Remove-SCCustomProperty
Hiermee verwijdert u een aangepaste eigenschapsdefinitie uit de VMM-database.
Syntaxis
Remove-SCCustomProperty
-CustomProperty <CustomProperty>
[-RunAsynchronously]
[-PROTipID <Guid>]
[-JobVariable <String>]
[-WhatIf]
[-Confirm]
[<CommonParameters>]
Description
De cmdlet Remove-SCCustomProperty verwijdert een aangepaste eigenschapsdefinitie uit de VMM-database (Virtual Machine Manager).
Voorbeelden
Voorbeeld 1: Een aangepaste eigenschapsdefinitie verwijderen
PS C:\> $CustomProp = Get-SCCustomProperty -Name "Cost Center"
PS C:\> Remove-SCCustomProperty -CustomProperty $CustomProp
Met de eerste opdracht wordt het aangepaste eigenschapsobject met de naam Cost Center opgehaald en wordt het object opgeslagen in de $CustomProp variabele.

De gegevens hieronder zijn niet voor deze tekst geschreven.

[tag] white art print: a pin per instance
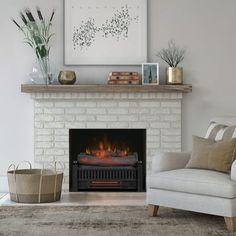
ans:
(110, 32)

Met de tweede opdracht wordt het aangepaste eigenschapsobject verwijderd dat is opgeslagen in $CustomProp.
Parameters
-Confirm
U wordt gevraagd om bevestiging voordat u de cmdlet uitvoert.
Type: | SwitchParameter |
Aliassen: | cf |
Position: | Named |
Default value: | False |
Vereist: | False |
Pijplijninvoer accepteren: | False |
Jokertekens accepteren: | False |
-CustomProperty
Hiermee geeft u een aangepast eigenschapsobject.
Type: | CustomProperty |
Position: | Named |
Default value: | None |
Vereist: | True |
Pijplijninvoer accepteren: | True |
Jokertekens accepteren: | False |
-JobVariable
Hiermee geeft u op dat de voortgang van de taak wordt bijgehouden en opgeslagen in de variabele met de naam van deze parameter.
Type: | String |
Position: | Named |
Default value: | None |
Vereist: | False |
Pijplijninvoer accepteren: | False |
Jokertekens accepteren: | False |
-PROTipID
Hiermee geeft u de id op van de tip Prestatie- en resourceoptimalisatie (PRO-tip) die deze actie heeft geactiveerd. Hiermee kunt u pro-tips controleren.
Type: | Guid |
Position: | Named |
Default value: | None |
Vereist: | False |
Pijplijninvoer accepteren: | False |
Jokertekens accepteren: | False |
-RunAsynchronously
Geeft aan dat de taak asynchroon wordt uitgevoerd, zodat het besturingselement onmiddellijk terugkeert naar de opdrachtshell.
Type: | SwitchParameter |
Position: | Named |
Default value: | None |
Vereist: | False |
Pijplijninvoer accepteren: | False |
Jokertekens accepteren: | False |
-WhatIf
Toont wat er zou gebeuren als de cmdlet wordt uitgevoerd. De cmdlet wordt niet uitgevoerd.
Type: | SwitchParameter |
Aliassen: | wi |
Position: | Named |
Default value: | False |
Vereist: | False |
Pijplijninvoer accepteren: | False |
Jokertekens accepteren: | False |
Notities
- Hiervoor is een aangepast VMM-eigenschapsobject vereist, dat kan worden opgehaald met behulp van de cmdlet Get-SCCustomProperty.